RedHatProductSecurity / advisory-parser

A library for parsing security advisories

Geek Repo:Geek Repo

Github PK Tool:Github PK Tool

Chrome advisory parsing broken after Google blog post format change at the end of Oct 2019

thoger opened this issue · comments

Google Releases blog recently changed its layout and therefore can not be parsed by advisory-parser any more.
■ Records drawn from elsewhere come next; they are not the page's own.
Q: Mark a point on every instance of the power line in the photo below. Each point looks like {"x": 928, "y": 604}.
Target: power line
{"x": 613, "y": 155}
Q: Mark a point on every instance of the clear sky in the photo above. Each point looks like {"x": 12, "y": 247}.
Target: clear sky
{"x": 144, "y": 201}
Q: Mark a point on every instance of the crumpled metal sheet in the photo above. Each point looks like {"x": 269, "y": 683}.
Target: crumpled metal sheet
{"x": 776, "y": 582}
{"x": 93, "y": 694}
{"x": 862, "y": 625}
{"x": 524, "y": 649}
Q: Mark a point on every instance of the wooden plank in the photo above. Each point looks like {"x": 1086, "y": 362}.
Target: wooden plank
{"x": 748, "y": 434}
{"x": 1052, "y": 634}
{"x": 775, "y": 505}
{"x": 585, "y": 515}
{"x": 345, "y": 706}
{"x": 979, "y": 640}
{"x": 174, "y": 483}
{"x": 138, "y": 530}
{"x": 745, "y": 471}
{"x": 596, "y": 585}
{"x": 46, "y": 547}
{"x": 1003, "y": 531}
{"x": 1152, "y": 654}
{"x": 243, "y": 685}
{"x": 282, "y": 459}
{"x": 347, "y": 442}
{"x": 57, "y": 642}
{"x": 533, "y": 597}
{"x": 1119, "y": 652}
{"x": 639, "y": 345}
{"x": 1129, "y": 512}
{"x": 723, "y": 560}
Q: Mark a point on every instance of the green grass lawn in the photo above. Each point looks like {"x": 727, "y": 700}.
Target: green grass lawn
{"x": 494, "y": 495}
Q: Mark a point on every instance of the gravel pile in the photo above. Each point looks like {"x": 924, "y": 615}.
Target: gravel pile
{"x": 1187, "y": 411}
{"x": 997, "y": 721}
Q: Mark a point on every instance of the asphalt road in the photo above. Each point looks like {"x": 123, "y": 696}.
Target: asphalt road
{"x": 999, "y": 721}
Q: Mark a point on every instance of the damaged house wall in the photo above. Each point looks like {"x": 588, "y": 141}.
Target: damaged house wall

It fails with error as:

Could not parse public date (Beta Channel Update for Desktop) from https://chromereleases.googleblog.com/...

The following archive.org links can be used to compare how formatting of the same post changed between Oct22 and Oct25:

https://web.archive.org/web/20191022191950/https://chromereleases.googleblog.com/2019/10/stable-channel-update-for-desktop_22.html
https://web.archive.org/web/20191025133128/https://chromereleases.googleblog.com/2019/10/stable-channel-update-for-desktop_22.html

The above error seems to be the direct consequence of having the post date moved before the post title (Stable Channel Update for Desktop).

Additional concern is that the end of blog post is no longer detected correctly. Text 'Labels:\nStable updates' used to serve as separator, but the text that appears now is 'Labels: Desktop Update, Stable updates'.

The chromereleases blog is currently back to the old theme / layout, and hence parsing currently works.

Oh the joys of providing security advisories as blog post...

@thoger wontfix/notabug then? Or do you think it's worth it to modify the parser to handle that one format as well just in case it pops up again in the future?

I do not dare to guess if the new layout will be back or not, hence I have no idea if adding support for it would be worth the effort. At this point, I'd wait - either keeping this open, or close if it can be re-opened later if needed.

I'll close this and we can re-open this if they choose to switch to the new format again.